当法人の認定が中四国地方で初の認定ということもあり、認定式の様子がTV や新聞で大々的に取り上げられました。若者が働きやすい職場としての認知度が上がり、新規学卒者の獲得につながりました。また、在職中の若手職員にも自社の良さについて再認識することができ、結果として定着率の向上にも繋がっていると思います。


―採用時の反応はいかがでしたか。

人事担当として学校の先生と面談させてもらう機会が多いのですが、その際「ユースエールの認定を受けています」という説明をいたしますと、いい反応をされることが多かったです。結果的に、採用につながるケースもありました。

当初は「ユースエールって何ですか?」と聞かれることも多かったですが、最近では特に聞き直されることもなく、浸透してきたということを実感しております。

以前は若い人材がなかなか入ってきてくれませんでしたが、ここ3年ほど新規学卒者が入ってきてくれています。もちろん、ほかの要素もあるかもしれませんが、ユースエール認定の効果もあると感じています。


―貴法人にとってユースエールの認定はどういったものですか。

ユースエールの認定を受けること自体栄誉であり、難しくハードルが高いことを感じています。毎年、更新制ですから、継続して認定を受けることがより難しくより名誉なこと、価値があることだと思っております。

現在、当法人は2015年度~2017年度の3年連続認定されていますので、これからも継続して認定を受けることができるよう雇用管理等に務めていきたいと考えています。



雇用管理や人材育成
―雇用管理で注力していることはありますか。

当法人は慢性期の長期療養を役割としているので、基本的にシフトで労働時間が決まっており、時間外労働もほとんどありません。診療報酬の請求を行う医療事務だけは締め日の関係で月初めに残業することはありますが、それでも多くはありません。
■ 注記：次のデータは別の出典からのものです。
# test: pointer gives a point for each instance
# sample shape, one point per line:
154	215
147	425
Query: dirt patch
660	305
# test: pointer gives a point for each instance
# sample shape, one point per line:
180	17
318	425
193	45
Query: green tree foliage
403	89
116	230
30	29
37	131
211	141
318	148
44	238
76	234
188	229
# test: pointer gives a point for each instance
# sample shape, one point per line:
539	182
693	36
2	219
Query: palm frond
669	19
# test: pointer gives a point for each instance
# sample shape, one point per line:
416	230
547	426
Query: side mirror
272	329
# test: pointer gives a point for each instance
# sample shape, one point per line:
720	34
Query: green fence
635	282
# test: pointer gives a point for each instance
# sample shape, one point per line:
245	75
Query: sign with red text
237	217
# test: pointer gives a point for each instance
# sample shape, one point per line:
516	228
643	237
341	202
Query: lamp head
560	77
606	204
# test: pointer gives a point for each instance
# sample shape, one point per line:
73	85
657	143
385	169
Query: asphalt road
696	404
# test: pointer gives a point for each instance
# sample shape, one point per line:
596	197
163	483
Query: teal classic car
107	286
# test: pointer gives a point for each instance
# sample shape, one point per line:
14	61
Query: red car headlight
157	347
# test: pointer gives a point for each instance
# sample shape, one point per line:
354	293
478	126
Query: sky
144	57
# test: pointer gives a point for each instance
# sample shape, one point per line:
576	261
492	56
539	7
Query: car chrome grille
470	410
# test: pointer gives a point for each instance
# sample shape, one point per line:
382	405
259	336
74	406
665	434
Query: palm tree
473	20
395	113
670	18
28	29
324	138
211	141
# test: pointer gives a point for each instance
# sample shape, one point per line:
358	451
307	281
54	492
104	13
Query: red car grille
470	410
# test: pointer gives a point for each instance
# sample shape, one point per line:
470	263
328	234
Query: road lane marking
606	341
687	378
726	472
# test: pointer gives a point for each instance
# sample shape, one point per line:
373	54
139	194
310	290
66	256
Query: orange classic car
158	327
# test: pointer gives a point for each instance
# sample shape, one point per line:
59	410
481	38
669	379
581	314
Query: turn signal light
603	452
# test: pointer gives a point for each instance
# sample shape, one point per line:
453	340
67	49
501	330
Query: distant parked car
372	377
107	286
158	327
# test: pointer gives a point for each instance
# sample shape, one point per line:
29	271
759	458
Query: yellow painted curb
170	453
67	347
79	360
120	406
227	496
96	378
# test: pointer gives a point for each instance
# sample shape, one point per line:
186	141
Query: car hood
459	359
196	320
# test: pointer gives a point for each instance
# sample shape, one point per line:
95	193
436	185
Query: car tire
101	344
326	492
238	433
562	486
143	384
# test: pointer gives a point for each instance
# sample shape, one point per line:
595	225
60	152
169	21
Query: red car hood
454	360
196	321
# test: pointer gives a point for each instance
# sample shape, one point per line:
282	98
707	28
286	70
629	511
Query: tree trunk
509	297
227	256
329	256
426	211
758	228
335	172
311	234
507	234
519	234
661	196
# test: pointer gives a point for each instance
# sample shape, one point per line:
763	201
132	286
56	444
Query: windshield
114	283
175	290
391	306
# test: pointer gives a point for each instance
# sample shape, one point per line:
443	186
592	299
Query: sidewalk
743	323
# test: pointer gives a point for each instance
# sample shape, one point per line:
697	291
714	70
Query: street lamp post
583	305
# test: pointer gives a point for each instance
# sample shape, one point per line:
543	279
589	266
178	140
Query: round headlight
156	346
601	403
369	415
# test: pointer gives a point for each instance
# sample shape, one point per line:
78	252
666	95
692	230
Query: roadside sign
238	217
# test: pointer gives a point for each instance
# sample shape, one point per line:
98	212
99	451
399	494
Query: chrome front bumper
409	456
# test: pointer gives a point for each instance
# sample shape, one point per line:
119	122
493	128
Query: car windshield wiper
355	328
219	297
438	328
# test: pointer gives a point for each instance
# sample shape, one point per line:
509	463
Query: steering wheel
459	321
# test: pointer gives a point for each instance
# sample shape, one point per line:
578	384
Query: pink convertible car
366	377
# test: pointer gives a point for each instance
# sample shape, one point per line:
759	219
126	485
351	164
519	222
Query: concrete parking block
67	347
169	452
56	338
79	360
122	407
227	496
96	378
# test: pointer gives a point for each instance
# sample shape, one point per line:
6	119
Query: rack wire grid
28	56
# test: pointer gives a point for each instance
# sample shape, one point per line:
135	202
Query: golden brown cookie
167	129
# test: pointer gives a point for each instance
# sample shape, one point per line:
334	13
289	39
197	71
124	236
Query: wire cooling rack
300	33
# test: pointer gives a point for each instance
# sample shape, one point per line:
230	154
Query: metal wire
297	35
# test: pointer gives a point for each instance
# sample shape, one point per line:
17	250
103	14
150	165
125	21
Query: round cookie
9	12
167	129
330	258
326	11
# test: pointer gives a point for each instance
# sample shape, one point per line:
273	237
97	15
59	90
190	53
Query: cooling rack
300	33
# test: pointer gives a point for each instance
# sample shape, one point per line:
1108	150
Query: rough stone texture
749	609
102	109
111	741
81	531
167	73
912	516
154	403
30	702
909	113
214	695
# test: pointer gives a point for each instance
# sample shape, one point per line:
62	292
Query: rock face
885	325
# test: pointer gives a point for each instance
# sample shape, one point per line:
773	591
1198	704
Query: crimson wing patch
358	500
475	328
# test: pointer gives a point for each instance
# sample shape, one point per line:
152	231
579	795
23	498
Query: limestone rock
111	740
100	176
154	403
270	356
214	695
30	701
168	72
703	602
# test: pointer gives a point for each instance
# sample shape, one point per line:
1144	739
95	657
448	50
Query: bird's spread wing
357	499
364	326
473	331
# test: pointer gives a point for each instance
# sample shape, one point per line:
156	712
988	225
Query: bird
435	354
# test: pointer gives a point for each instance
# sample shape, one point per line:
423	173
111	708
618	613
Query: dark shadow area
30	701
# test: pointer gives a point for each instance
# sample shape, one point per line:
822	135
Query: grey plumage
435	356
看護師、ヘルパー、医師も含めて、全体で1カ月平均0.4時間です。

ワークライフバランスが図れて働きやすい労働環境を積極的に整えております。


―人材教育で注力していることはありますか。

キャリアアップの環境も整えております。介護福祉士やケア・マネジャーの資格取得には、たくさんの研修を受けることが必要です。

外部研修も労働時間として認めますし、ヘルパーから看護師になる学生の方に、奨学金を支給したり、勤務時間を融通したり、休職を認めたりしています。近くに看護学校があるので、午前中はヘルパーとして働き、午後から学校に通うなどで、働きながらの資格取得が可能です。奨学金は、資格取得後、取得にかかった期間を当法人で働くことで返済が免除されます。

奨学金は看護師限定ですが、すでに現在4人以上が利用しています。


―研修や勉強会等についてはいかかでしょうか。

研修や勉強会も定期的に行われています。勉強会のテーマは「褥瘡(じょくそう:床ずれ)の管理」「院内感染をどう防ぐか」「ノロウィルス対策」など、今の時期ですと「インフルエンザ対策」です。医療・介護の質を高めることに対しては、常に積極的に取り組んでおります。